When Anomalies Depend on Context: Learning Conditional Compatibility for Anomaly Detection
Shashank Mishra, Didier Stricker, Jason Rambach
TL;DR
This work tackles contextual anomaly detection, where abnormality is defined by subject–context compatibility rather than intrinsic appearance. It formalizes anomaly labels as $y = h(a,c)$ and introduces CAAD-3K, a controlled benchmark that isolates contextual violations via a cross-context split, enabling robust evaluation of generalization to unseen subject–context pairs. The proposed CoRe-CLIP framework uses a vision–language backbone with three visual branches (subject, context, global) and text refinement to learn conditional compatibility through a text-conditioned Compatibility Reasoning Module (CRM), achieving state-of-the-art results on CAAD-3K and strong generalization to MVTec-AD, VisA, and real-world OOC datasets. Empirical results, ablations, and qualitative analyses support that explicit modeling of subject–context relationships provides complementary benefits to traditional appearance-based anomaly detection.
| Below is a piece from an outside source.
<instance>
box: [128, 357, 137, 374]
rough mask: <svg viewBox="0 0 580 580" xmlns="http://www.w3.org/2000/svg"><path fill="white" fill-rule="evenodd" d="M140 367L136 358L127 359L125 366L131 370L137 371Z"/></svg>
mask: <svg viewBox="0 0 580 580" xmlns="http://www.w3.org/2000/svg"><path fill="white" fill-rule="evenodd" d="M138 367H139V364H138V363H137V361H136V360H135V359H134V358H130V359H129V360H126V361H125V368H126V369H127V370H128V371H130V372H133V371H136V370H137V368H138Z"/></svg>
The approach offers a principled path toward robust, context-aware perception in open-world settings.
Abstract
Anomaly detection is often formulated under the assumption that abnormality is an intrinsic property of an observation, independent of context. This assumption breaks down in many real-world settings, where the same object or action may be normal or anomalous depending on latent contextual factors (e.g., running on a track versus on a highway). We revisit \emph{contextual anomaly detection}, classically defined as context-dependent abnormality, and operationalize it in the visual domain, where anomaly labels depend on subject--context compatibility rather than intrinsic appearance. To enable systematic study of this setting, we introduce CAAD-3K, a benchmark that isolates contextual anomalies by controlling subject identity while varying context. We further propose a conditional compatibility learning framework that leverages vision--language representations to model subject--context relationships under limited supervision. Our method substantially outperforms existing approaches on CAAD-3K and achieves state-of-the-art performance on MVTec-AD and VisA, demonstrating that modeling context dependence complements traditional structural anomaly detection. Our code and dataset will be publicly released.